No. Foreign companies must establish a Japanese subsidiary in the form of a kabushiki-kaisha (stock company). The FSA has never approved a registration for a foreign branch. All registered foreign exchanges operate through locally incorporated subsidiaries.
Is there a minimum amount of crypto assets I need to hold to get registered?
No. The FSA doesn’t require you to hold any specific amount of crypto. But you must prove you can securely store customer assets and segregate them from your own. The 95% cold storage rule applies to user funds, not your company’s holdings.
What happens if my PSA registration is denied?
If denied, the FSA will provide a written explanation of the deficiencies. You can reapply after fixing the issues. Many companies are rejected on their first attempt due to incomplete documentation or weak compliance systems. There’s no appeal process, but you can resubmit as many times as needed.
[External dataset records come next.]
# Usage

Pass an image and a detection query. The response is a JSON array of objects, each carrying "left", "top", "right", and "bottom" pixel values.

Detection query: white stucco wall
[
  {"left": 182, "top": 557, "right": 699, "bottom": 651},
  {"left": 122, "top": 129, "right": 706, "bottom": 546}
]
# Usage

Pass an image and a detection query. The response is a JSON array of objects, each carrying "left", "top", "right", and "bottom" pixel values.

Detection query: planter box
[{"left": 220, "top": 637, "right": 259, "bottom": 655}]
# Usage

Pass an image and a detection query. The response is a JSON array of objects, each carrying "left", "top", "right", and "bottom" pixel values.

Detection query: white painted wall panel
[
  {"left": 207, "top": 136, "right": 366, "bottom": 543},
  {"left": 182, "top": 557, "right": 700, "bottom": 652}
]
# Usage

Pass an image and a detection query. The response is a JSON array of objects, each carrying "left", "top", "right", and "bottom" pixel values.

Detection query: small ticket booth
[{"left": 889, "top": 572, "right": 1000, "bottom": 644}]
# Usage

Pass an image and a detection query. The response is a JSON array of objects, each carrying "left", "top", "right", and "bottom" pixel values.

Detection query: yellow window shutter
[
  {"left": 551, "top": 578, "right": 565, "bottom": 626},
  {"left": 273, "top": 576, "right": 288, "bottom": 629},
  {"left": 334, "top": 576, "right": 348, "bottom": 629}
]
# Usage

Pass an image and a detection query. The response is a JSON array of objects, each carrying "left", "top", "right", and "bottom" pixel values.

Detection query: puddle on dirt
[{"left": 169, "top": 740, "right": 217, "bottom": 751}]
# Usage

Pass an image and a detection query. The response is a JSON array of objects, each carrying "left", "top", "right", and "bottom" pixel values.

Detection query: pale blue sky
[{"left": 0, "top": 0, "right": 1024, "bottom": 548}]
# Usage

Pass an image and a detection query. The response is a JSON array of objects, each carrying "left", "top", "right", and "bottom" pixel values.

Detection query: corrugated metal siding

Do I need to register if I only trade crypto for personal use?
No. The PSA only applies to businesses. Individuals buying or selling crypto for personal investment don’t need registration. But if you’re operating a platform-even a small one-that connects buyers and sellers, you’re considered a business and must register.
Can I use offshore wallets to store user funds and still comply?
No. All customer crypto assets must be stored in wallets under the control of your Japanese subsidiary. The FSA requires full visibility and control over cold storage. Offshore wallets, even if owned by your parent company, are not permitted for holding Japanese user funds.
How often does the FSA inspect registered exchanges?
Inspections are unannounced and can happen at any time. Most registered exchanges receive at least one full audit per year, but some face multiple inspections if there are complaints, security incidents, or compliance concerns. The FSA also monitors transaction patterns in real time through mandatory reporting.
Are staking services allowed under PSA registration?
Staking services are permitted, but they fall into a gray area. If staking offers guaranteed returns or resembles an investment contract, it may trigger FIEA regulations instead of PSA. Most exchanges avoid offering staking unless they’ve obtained FIEA licensing as well. The FSA has warned that unlicensed staking services could be considered illegal securities offerings.
Can I advertise crypto trading with promises of high returns?
No. The FSA strictly prohibits any advertising that implies guaranteed profits, quick gains, or low-risk returns. Marketing must be factual, clear, and free of misleading language. Violations can lead to fines, suspension, or revocation of registration.